While it is no longer shiny and new, I just recently got a chance to sit down andplay with Amazon Route 53’s DNS failover
feature. So far, I have found it to be simple and very useful for simple
cases where DNS fail-over is acceptable.
My usage case
I run EVE Market Data Relay (EMDR), which
is a distributed EVE Online market data distribution system. All pieces of
the infrastructure have at least one redundant copy, and the only single
point of failure is the DNS service itself. We can afford to lose a little
bit of data during fail-over, but a complete outage is something we can’t have.
Sitting at the top of the system are two HTTP gateways on different
machines at different ISPs. These are set up as a weighted record set, with
each gateway weighing in at 50/50 (requests are divided evenly).
We introduce the Route 53 magic by adding in a health check and associating
it with each of the two resource record sets. The health check involves
Route 53 servers around the world periodically calling a pre-determined
URL on the two HTTP gateways in search for a non-error HTTP status code.
If any of the entries fails more than three times (they check roughly
every 30 seconds), said entry is removed from the weighted set.

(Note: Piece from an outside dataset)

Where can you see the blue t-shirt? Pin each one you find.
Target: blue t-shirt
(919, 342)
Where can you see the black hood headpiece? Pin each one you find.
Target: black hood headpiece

By the time that Route 53 picks up on the failure, yanks the entry from
the weighted set, and most fast ISP DNS servers notice the change, about
two minutes have elapsed.
Why this is a good fit for EMDR
With EVE Market Data Relay, it’s not the end of
the world if 50% of user-submitted data gets lost over the minute and a half
it takes for Route 53 to remove the unhealthy gateway. It’s highly likely that
another user will re-submit the very same data that was lost. Even if we never
see the data, the loss of a few data points here and there doesn’t hurt us much
in our case.
With that said, DNS failover in general can be sub-optimal in a few basic cases:
- You don’t want to leave failover up to the many crappy ISP DNS servers
around the net. Not all will pick up the change in a timely manner.
- You can’t afford to lose some requests here and there. DNS failover isn’t
seamless, so your application would need to be smart enough on both
ends if data loss is unacceptable.
For more simple cases like mine, it’s wonderful.
Price
In my case, Route 53 is health checking two servers that are external to
AWS, which means I spend a whopping $1.50/month on Route 53’s DNS failover.